Fin da piccolo mi hanno sempre insegnato a dare il cento per cento nella mia professione, ma ho anche ricevuto il cento per cento dal pubblico che mi segue da trent’anni in ogni paese. Devo dire grazie ai fan di Colombia, Perù, Venezuela, Panama, Cuba, Portorico, Santo Domingo…tutti i paesi latinoamericani…oltre ovviamente agli italiani, agli spagnoli… i miei fan mi hanno sempre dato molto affetto ovunque.

In questo momento sta portando avanti un tour mondiale per la promozione del Suo nuovo album. Ma sta festeggiando anche i primi trent’anni della Sua carriera…

Sì, a dire la verità sto festeggiando più che altro i trent’anni di carriera. L’ultimo album è uscito poco più di un anno fa e comunque continua ad essere un successo. E stiamo per entrare di nuovo in studio per la registrazione del nuovo album, che è già in preparazione.

Come è nata l’idea di aggiungere al suo repertorio alcuni pezzi in lingua inglese?

È un’idea che mi è venuta da mio figlio, purtroppo scomparso prematuramente. Essendo cresciuto a New York e parlando prevalentemente l’inglese, a volte mi chiedeva il significato di alcune parole delle mie canzoni. È per questo che ho deciso di incidere alcuni brani del mio repertorio proprio in inglese.

Non ha mai pensato di cantare in italiano? Le piacerebbe?

(Scoppia in una risata…) No! È già difficile cantare in spagnolo, non chiedetemi di cantare in italiano!

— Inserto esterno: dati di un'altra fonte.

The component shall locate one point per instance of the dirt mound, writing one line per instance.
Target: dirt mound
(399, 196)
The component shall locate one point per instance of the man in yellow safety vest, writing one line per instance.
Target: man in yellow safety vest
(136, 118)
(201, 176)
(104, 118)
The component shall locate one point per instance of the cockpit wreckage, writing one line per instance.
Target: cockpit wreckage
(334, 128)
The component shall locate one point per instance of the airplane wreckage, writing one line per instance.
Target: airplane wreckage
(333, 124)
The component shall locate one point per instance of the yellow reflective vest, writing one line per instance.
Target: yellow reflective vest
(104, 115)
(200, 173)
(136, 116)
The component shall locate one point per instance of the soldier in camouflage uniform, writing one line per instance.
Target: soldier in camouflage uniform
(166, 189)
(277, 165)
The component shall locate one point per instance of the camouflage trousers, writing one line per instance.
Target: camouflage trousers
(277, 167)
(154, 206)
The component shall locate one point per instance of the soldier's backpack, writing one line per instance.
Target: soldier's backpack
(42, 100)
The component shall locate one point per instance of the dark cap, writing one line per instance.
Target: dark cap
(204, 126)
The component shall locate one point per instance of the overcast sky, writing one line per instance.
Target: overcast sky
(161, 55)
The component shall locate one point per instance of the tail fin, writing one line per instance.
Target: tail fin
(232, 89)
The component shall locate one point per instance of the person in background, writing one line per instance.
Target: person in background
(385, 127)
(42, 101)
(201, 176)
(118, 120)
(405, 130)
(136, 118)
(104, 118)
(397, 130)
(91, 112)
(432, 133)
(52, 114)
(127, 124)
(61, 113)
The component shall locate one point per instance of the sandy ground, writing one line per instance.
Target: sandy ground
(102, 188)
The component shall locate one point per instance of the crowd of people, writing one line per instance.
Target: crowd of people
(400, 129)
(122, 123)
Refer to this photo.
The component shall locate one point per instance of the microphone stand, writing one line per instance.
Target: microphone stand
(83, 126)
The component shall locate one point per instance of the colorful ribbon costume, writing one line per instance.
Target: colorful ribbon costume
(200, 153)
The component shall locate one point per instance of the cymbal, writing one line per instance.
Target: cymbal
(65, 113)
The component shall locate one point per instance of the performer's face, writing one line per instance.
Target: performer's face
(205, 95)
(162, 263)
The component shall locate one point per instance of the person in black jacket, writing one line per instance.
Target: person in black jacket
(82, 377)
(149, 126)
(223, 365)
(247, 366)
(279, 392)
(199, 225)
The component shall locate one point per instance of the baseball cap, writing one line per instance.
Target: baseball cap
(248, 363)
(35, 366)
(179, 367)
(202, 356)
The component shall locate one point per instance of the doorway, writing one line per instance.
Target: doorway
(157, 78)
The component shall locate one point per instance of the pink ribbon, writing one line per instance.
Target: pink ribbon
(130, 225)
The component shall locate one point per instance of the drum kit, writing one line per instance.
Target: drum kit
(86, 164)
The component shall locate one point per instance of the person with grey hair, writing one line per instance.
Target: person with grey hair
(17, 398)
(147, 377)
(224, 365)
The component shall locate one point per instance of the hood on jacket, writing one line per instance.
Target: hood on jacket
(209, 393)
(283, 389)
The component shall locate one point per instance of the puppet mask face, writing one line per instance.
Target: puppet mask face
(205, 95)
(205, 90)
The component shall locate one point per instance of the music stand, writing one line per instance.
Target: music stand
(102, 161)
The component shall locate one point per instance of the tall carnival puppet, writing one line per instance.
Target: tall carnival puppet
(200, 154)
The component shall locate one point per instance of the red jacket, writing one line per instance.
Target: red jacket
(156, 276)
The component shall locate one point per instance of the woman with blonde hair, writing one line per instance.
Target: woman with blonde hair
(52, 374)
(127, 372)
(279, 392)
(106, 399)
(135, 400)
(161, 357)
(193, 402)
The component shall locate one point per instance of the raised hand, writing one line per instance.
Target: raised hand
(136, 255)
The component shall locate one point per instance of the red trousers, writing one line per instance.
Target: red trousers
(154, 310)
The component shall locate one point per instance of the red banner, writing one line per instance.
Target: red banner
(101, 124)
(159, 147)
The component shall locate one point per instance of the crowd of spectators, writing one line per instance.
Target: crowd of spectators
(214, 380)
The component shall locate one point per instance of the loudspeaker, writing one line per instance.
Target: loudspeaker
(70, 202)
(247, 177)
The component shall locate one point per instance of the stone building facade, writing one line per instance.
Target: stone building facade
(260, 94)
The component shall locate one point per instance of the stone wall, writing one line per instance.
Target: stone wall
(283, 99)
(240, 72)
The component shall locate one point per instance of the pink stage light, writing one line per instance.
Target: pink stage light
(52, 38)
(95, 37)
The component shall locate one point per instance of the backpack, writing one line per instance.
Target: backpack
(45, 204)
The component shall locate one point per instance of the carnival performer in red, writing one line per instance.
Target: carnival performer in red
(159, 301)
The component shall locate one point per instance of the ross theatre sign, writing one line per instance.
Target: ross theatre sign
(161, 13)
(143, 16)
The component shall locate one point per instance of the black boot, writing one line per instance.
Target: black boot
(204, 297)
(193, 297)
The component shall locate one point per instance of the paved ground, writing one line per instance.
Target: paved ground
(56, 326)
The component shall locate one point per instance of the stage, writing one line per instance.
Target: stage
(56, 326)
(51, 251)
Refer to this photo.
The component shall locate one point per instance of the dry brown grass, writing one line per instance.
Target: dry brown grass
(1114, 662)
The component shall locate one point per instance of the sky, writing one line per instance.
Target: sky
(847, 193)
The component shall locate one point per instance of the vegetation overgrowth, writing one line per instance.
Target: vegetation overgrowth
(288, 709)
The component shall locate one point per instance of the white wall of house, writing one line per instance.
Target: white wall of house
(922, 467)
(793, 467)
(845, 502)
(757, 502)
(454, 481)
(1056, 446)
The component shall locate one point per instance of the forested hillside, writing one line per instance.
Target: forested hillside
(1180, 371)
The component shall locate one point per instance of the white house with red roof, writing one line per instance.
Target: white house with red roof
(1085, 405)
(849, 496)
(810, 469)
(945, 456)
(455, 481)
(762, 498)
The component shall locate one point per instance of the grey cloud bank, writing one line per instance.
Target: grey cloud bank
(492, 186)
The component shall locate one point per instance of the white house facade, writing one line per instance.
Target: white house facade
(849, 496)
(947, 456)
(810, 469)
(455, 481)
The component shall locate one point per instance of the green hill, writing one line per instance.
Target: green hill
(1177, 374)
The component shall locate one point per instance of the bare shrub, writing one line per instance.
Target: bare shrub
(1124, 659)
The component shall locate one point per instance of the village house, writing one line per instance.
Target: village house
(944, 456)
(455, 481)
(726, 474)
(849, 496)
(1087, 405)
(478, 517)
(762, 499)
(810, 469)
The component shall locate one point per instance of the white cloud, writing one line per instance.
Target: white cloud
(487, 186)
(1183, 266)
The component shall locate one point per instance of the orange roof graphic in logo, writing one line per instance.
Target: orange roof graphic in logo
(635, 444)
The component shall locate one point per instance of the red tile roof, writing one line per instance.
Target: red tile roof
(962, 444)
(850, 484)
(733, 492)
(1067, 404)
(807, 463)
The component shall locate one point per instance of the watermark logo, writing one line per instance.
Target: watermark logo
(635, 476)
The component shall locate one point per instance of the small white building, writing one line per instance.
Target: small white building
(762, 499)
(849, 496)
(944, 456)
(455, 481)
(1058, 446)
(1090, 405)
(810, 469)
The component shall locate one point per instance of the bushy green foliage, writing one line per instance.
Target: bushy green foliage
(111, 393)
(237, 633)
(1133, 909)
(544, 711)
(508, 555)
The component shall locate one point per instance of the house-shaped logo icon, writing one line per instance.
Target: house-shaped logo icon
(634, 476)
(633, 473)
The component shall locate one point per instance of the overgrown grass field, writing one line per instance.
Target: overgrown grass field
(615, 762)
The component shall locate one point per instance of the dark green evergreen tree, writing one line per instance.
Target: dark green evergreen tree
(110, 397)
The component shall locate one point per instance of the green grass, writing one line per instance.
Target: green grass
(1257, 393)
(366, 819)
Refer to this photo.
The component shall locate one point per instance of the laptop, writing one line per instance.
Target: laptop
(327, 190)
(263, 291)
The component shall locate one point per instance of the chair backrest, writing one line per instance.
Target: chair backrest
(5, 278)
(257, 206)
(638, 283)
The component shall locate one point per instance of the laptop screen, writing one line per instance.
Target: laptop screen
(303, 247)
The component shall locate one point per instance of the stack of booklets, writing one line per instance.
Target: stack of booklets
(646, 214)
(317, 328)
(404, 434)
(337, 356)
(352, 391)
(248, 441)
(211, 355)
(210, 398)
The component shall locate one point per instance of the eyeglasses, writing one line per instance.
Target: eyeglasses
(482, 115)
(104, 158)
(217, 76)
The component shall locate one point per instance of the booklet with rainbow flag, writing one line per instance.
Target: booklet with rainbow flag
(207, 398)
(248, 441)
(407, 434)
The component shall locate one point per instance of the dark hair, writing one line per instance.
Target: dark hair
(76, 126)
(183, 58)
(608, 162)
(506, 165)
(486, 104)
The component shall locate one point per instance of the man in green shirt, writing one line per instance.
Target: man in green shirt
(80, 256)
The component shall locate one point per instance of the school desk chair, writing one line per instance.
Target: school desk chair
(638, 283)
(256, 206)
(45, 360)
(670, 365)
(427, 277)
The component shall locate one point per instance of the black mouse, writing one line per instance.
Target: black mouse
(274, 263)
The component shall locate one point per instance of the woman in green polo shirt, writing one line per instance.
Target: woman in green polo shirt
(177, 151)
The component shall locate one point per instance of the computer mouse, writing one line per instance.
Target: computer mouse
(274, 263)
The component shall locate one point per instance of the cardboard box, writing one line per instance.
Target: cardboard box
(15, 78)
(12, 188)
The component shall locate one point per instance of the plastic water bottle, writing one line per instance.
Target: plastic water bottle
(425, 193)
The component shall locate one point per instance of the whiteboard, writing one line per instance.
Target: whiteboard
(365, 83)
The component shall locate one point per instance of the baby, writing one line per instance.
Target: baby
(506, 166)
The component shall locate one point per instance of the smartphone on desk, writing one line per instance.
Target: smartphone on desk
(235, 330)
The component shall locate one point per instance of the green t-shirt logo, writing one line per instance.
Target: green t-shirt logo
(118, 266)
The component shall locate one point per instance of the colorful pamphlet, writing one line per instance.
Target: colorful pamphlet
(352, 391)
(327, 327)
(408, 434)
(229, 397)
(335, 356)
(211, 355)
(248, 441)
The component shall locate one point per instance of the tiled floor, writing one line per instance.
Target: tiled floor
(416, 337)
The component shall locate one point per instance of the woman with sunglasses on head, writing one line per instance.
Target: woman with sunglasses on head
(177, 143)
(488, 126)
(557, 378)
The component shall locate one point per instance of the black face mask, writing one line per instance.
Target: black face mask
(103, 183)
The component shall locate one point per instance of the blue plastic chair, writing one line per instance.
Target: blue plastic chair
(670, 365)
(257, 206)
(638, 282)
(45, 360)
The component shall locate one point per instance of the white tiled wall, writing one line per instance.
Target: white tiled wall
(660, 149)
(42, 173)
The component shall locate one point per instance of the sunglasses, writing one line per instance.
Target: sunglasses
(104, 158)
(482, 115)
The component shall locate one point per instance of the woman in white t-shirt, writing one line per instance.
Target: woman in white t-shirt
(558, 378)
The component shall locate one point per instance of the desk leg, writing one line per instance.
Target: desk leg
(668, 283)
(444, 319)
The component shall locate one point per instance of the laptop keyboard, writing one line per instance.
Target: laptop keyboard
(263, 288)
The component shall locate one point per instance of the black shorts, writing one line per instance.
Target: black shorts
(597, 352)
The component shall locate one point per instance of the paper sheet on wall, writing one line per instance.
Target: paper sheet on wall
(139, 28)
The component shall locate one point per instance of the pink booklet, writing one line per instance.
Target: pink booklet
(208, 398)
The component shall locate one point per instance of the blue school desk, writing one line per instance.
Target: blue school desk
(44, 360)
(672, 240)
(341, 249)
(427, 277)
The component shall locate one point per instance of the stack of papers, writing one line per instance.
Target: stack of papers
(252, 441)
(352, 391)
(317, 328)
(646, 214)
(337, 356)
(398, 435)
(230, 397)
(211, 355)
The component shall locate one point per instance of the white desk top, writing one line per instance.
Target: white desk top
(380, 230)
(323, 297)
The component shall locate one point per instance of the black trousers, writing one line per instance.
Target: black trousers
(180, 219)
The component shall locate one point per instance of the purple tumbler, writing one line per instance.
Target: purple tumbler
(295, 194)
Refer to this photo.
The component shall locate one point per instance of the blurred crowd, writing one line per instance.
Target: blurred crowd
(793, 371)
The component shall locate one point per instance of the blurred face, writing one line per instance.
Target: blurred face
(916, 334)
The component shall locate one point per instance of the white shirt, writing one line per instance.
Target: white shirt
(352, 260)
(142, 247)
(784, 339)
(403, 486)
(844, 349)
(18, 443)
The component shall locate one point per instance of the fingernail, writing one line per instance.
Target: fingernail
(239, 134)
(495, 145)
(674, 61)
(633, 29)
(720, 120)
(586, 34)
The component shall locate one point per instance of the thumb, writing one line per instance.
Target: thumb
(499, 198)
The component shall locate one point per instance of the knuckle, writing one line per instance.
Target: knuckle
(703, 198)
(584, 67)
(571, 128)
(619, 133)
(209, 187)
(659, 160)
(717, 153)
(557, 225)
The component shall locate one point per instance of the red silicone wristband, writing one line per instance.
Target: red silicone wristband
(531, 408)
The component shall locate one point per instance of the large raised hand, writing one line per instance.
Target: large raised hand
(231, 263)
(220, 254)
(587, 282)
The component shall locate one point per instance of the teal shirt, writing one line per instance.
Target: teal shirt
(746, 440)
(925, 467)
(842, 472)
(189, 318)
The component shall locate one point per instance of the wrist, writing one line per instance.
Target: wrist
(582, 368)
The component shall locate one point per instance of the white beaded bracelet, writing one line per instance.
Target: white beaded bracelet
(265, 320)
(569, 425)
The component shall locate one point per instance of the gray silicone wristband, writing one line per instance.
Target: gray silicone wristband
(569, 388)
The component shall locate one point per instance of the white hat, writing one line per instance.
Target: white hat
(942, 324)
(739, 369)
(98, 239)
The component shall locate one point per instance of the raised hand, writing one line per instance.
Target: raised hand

Ha cantato anche dei reggaeton…

Forse sapete che uno dei miei pezzi, Ya No Quedo Nada, ha un ritmo assimilabile a quello del reggaeton. Qui in Europa il pezzo ha avuto molto successo in Spagna e a Tenerife. C’è chi dice che questo nuovo ritmo stia minando la tradizione della salsa, ma è un’affermazione stupida. Basta vedere il successo che la salsa continua ad avere nei paesi latinoamericani e non. Tutto gira, i gusti musicali cambiano, ma “La Salsa Vive” sempre… e continuerà a vivere.

Qual è la condizione della salsa nella sua patria, Portorico?

La salsa a Portorico è in ottime condizioni. Anche il reggaeton va molto forte. Come ho già detto, c’è chi afferma che la salsa stia attraversando un periodo infelice, ma a mio parere non è affatto così.

Tito Nieves sul palco

 

Portorico è la culla di molti artisti famosi. Ma a Suo parere, questi artisti dove raggiungono la notorietà, in patria o all’estero?

È sotto gli occhi di tutti che molti artisti diventano stelle della musica latina quando lasciano il paese per andare all’estero, dove guadagnano rispetto e riconoscimento. Ma in patria mantengono comunque lo stesso rispetto e sono amati come lo erano prima.

Nell’ultimo album pare che sia cambiato il Suo modo di intendere la musica. Con “Ya No Quedo Nada” canta il rap, duetta con altri artisti come ad esempio La India, Nicky Jam… Cosa pensa dell’evoluzione della salsa oggi?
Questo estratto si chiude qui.